In their new study, the researchers combined human brain imaging techniques, including FDG-positron emission tomography (PET) and magnetic resonance imaging (MRI), for measuring glucose metabolism and neuronal activity to derive new measures, which they termed power and cost.

“We measured power by observing to what extent brain regions are active and use energy,” explained Shokri-Kojori. “We measured cost of brain regions by observing to what extent their energy use exceeds their underlying activity.”

In a group of healthy volunteers, the researchers showed that different brain regions that serve distinct functions have notably different power and different cost. They then investigated the effects of alcohol on these new measures by assessing a group of people that included light drinkers and heavy drinkers and found that both acute and chronic exposure to alcohol affected power and cost of brain regions.

“In heavy drinkers, we saw less regional power for example in the thalamus, the sensory gateway, and frontal cortex of the brain, which is important for decision making,” said Shokri-Kojori. “These decreases in power were interpreted to reflect toxic effects of long-term exposure to alcohol on the brain cells.”

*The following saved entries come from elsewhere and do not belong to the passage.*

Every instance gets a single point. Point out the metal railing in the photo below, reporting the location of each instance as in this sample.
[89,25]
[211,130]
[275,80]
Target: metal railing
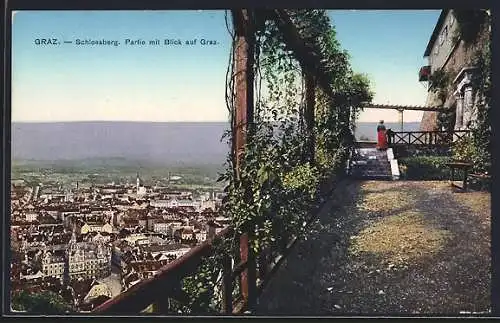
[426,138]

The researchers also found a decrease in power during acute alcohol exposure in the visual regions, which was related to disruption of visual processing. At the same time, visual regions had the most significant decreases in cost of activity during alcohol intoxication, which is consistent with the reliance of these regions on alternative energy sources such as acetate, a byproduct of alcohol metabolism.

They conclude that despite widespread decreases in glucose metabolism in heavy drinkers compared to light drinkers, heavy drinking shifts the brain toward less efficient energetic states. Future studies are needed to investigate the mechanisms contributing to this relative inefficiency.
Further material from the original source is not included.